This is the main finding set out in our latest report charting an investigation focused on the delivery and monitoring of medication via what is known as ambulatory infusion pumps.
Ambulatory infusion pumps are small, battery powered devices which allow patients to carry out day-to-day activities while receiving medication. They are used for many healthcare needs, including symptom relief during palliative care, and in different settings including hospitals, hospices, and patients’ homes.
Exploration of hazards and controls
Through our investigation, we concluded that even when a device is fully functional and providing audible and visual alerts, there is a risk that staff may not pick up that medication is not being delivered. Under the theme ‘exploration of hazards and controls’ the investigation highlights three main hazards:
- staff checks delayed or not carried out
- patient ability to interact with equipment while the alarm is activated
- ambulatory infusion pump alarms not heard/responded to by healthcare staff.
Some of the safety risks identified in the investigation were seen in the patient case we examined. Stephen, a 45-year-old cancer patient on palliative care in hospital, did not receive his pain relief medication for six hours. This happened on his seventh day as an inpatient on the oncology ward. There was a medication blockage issue, and whilst the device provided an audible alarm, a red light, and a warning message on the device screen, staff were not aware that his medication was not being delivered.
Over the course of six hours, there were eight warnings. The investigation highlighted that when the blockage alarm sounded there was an opportunity for Stephen to interact with the device and intermittently silence the alarm. It also showed that Stephen’s syringe pump was out of the line of sight, and out of audible range, of the nurses’ station due to the hospital infrastructure and working environment.
The report sets out key findings in four theme areas. As well as exploration of hazards and controls (as above), they looked at; ambulatory infusion pumps – national overview; inpatient knowledge and awareness of medical devices and post-market monitoring and surveillance of medical devices.
The findings provided the basis for three safety recommendations and three safety observations. The three safety recommendations are focused on developing national human factors guidance, ensuring that human factors is considered in international medical device standards and developing a mechanism for sharing medical device incident data, including where devices function as designed.
Craig Hadley, Senior Safety Investigator at the Health Services Safety Investigations Body (HSSIB), says: “Our investigation brought human factors squarely into focus when it comes to the medication safety risk around ambulatory infusion pumps. We found that there are issues relating to the design and usability of the device, and factors within the environment of a busy ward that make it more challenging to spot when medication is not being delivered as it should. We considered the hazards and looked at the safety controls in place to manage them and why that might not be effective – for example staff routines, capacity, and perception of risk, contribute to the risk that 4-hourly checks of the infusion pump may be delayed or not happen at all.
“It is important that the safety risks are addressed because, as we saw in Stephen’s case infusion pumps are often used to provide crucial pain relief medication for people with advanced or terminal illness. These devices are often used in settings where patients could be very unwell, on palliative care or are vulnerable and it is vital that there is no gap or delay in the management of their symptoms. The recommendations and observations we have made are aimed at supporting the safe use of infusion pump devices and preventing future occurrences of patients not receiving intended medication.”
Findings in full
- Current ambulatory infusion pump alarms may not effectively notify staff of hazardous situations (situations where intervention by a healthcare professional is needed because there is potential for harm to a patient). Alarms may occur, but if staff are not alerted to them, the required interventions may not take place.

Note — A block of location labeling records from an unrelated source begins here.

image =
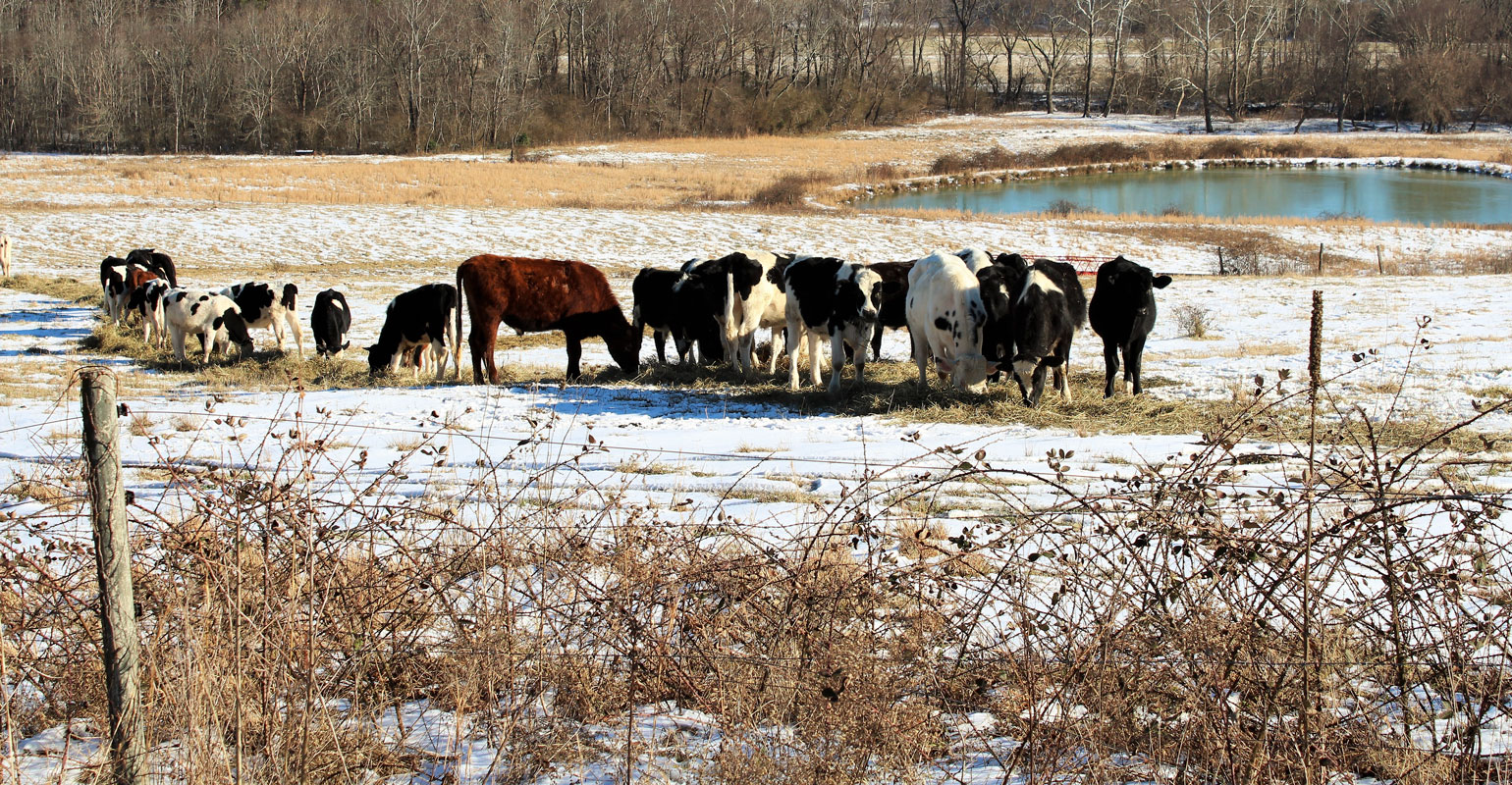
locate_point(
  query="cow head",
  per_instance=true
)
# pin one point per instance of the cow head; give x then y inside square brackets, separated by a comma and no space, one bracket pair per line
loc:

- Current national reporting systems are complicated and do not support the capture and sharing of medical device related incidents across appropriate national bodies.
- To enable the effective cross organisational sharing of incident data local incident reporting systems, which feed into the NHS England Learn from Patient Safety Events service, would need to meet Medicines and Healthcare products Regulatory Agency (MHRA) data standards.
- The main factors that affect staff ability to hear an alarm and intervene in a hazardous situation are the infrastructure and working environment in which infusion pumps are used.
- When staff cannot hear or see an alarm, outside of the 4-hourly infusion pump staff checks, they are reliant on patients or families to alert them to issues with an ambulatory infusion pump. This is not always possible when the patient is unwell.
- International standards used by manufacturers of medical devices do not fully consider the environment in which the equipment is used.
- NHS staff are not always given guidance on how to use specific medical devices in the context of their varying environments, and how this may affect patient safety.
- The inability to access the Palliative Care Formulary (a best practice guide for medication prescribers), as a free resource, may have an impact on patient safety. This can be both in the palliative care specialism and across the wider healthcare system.